Sensitive or “Special categories” of data are only processed when such data types are strictly needed for the purpose described. Payroll applications may for example need data on trade union membership to calculate salary. The sensitive data types required for our applications and processes due differ from country to country. Please take contact with us to verify the sensitive data types that are processed in the application or service you are purchasing.
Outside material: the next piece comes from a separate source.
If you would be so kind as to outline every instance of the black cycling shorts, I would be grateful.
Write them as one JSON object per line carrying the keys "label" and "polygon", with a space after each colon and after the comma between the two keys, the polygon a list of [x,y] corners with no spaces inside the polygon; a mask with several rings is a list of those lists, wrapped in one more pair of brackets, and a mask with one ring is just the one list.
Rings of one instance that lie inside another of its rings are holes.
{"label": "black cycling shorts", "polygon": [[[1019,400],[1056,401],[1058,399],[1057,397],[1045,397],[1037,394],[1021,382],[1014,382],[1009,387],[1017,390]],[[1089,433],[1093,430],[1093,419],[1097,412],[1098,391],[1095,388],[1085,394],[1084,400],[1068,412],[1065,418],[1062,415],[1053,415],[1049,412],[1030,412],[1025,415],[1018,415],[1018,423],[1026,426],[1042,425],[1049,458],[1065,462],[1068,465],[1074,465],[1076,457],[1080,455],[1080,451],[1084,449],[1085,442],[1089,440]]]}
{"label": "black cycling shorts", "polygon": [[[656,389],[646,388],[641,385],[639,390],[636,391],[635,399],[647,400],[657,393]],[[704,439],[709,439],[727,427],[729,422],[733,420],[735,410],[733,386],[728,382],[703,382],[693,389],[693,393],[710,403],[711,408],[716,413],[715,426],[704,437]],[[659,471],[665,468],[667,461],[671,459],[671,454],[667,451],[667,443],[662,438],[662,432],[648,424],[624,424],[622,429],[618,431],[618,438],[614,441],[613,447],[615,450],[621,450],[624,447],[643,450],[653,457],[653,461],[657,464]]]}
All our HRM and Payroll products may be processing sensitive data, the data can be distinguished into three main categories:
1. Health-related data
2. Trade Union Membership data
3. Religious Membership data
The data mentioned above may be processed for the purposes described below, the processing of sensitive data is necessary to calculate the payable salary. Besides the data mentioned above the customer may during the use of our application add other fields that may contain sensitive data due to the configurability of our software solutions. The customer is responsible for ensuring that these fields are also categorised accordingly. We have categorised the fields that are necessary as part of our product to function or those fields that are needed to comply with a legal requirement, the fields that do not belong to these groups are automatically assigned to the customer.
For Business Process Outsourcing
As part of our Business Process Outsourcing services we may process more types of data outside of our products, such data may contain sensitive data. All our BPO staff is trained to at a basic level understand what sensitive data they process and how they should treat it. However most of the processing is very customer specific and it is therefore advisable that each customer is involved in instructing the conditions of processing for such data so that it is in conformance with the companies own policy.
Data processed as part of relevant legal obligations
Aditro’s services generally do not include an obligation to store or archive data to comply with customer or legal requirements. This responsibility stays with each Aditro customer.
For Aditro customers’ personal data that has been classified in Aditro’s applications as processed for legal purposes, Aditro will provide a number of possible categories of relevant legal requirements (as stated in the list to the left below). The data fields in each category will in Aditro’s standard configuration for each country have the minimum retention times stated below, based on Aditro’s interpretation of the legislation mentioned below (normally starting at the end of the relevant calendar year). Each Aditro customer remains at all times responsible for its retention policy and for execution of deletion routines once data is no longer required for the defined legal purpose. Unless otherwise agreed in writing, Aditro’s processing of personal data retained by an Aditro customer in an Aditro cloud application and classified only for legal purposes, will be limited to storage in Aditro’s cloud environment, including agreed back-up services.